L’inauguration de la 18e murale de Sherbrooke, intitulée Le cinquième élément, s’est déroulée en présence du maire de Sherbrooke, Steve Lussier, de Thierry Noël, propriétaire du bâtiment, de Serge et Bernard Malenfant, président et coordonnateur de MURIRS, de la conseillère Annie Godbout,  et  du conseiller Paul Gingues.

Produit d’appel

Lancé en 2002, le circuit des murales est devenu un élément identitaire pour le tourisme sherbrookois, a indiqué la directrice à la commercialisation et aux communications de Destination Sherbrooke, Lynn Blouin. Quelque 12 700 personnes ont emprunté le circuit des murales au cours de la dernière année.
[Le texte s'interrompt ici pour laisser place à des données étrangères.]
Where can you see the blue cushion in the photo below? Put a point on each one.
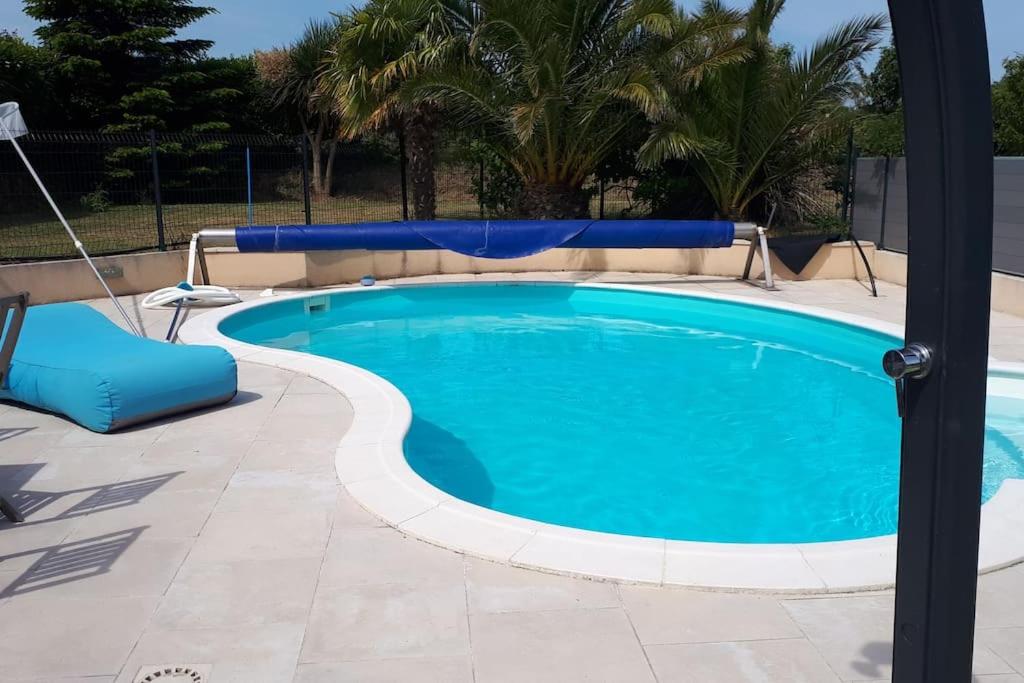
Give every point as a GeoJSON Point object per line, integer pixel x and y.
{"type": "Point", "coordinates": [72, 359]}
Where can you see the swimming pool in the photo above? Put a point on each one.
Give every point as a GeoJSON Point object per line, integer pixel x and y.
{"type": "Point", "coordinates": [633, 413]}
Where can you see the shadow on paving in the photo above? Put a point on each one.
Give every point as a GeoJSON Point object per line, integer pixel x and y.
{"type": "Point", "coordinates": [105, 497]}
{"type": "Point", "coordinates": [68, 562]}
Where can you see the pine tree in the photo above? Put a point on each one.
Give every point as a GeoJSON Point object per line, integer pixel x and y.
{"type": "Point", "coordinates": [120, 65]}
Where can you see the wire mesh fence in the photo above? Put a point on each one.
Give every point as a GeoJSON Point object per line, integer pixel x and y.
{"type": "Point", "coordinates": [137, 191]}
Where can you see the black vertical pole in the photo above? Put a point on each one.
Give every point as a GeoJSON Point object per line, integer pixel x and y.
{"type": "Point", "coordinates": [305, 180]}
{"type": "Point", "coordinates": [157, 200]}
{"type": "Point", "coordinates": [849, 177]}
{"type": "Point", "coordinates": [885, 204]}
{"type": "Point", "coordinates": [401, 165]}
{"type": "Point", "coordinates": [945, 77]}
De ce nombre, le deux tiers (64 %) provenaient de l’extérieur de la ville de Sherbrooke.

« La moitié des gens qui entrent au bureau de tourisme nous demandent de l’information au sujet des murales », a indiqué Mme Blouin lors de la conférence de presse marquant l’inauguration de la nouvelle murale.

« Grâce aux murales, on peut dire que notre ville est devenue une véritable galerie à ciel ouvert, a pour sa part souligné le maire Steve Lussier. La ville est maintenant reconnue pour ses belles murales à l’échelle régionale, nationale et même internationale. C’est une bonne, très bonne nouvelle. »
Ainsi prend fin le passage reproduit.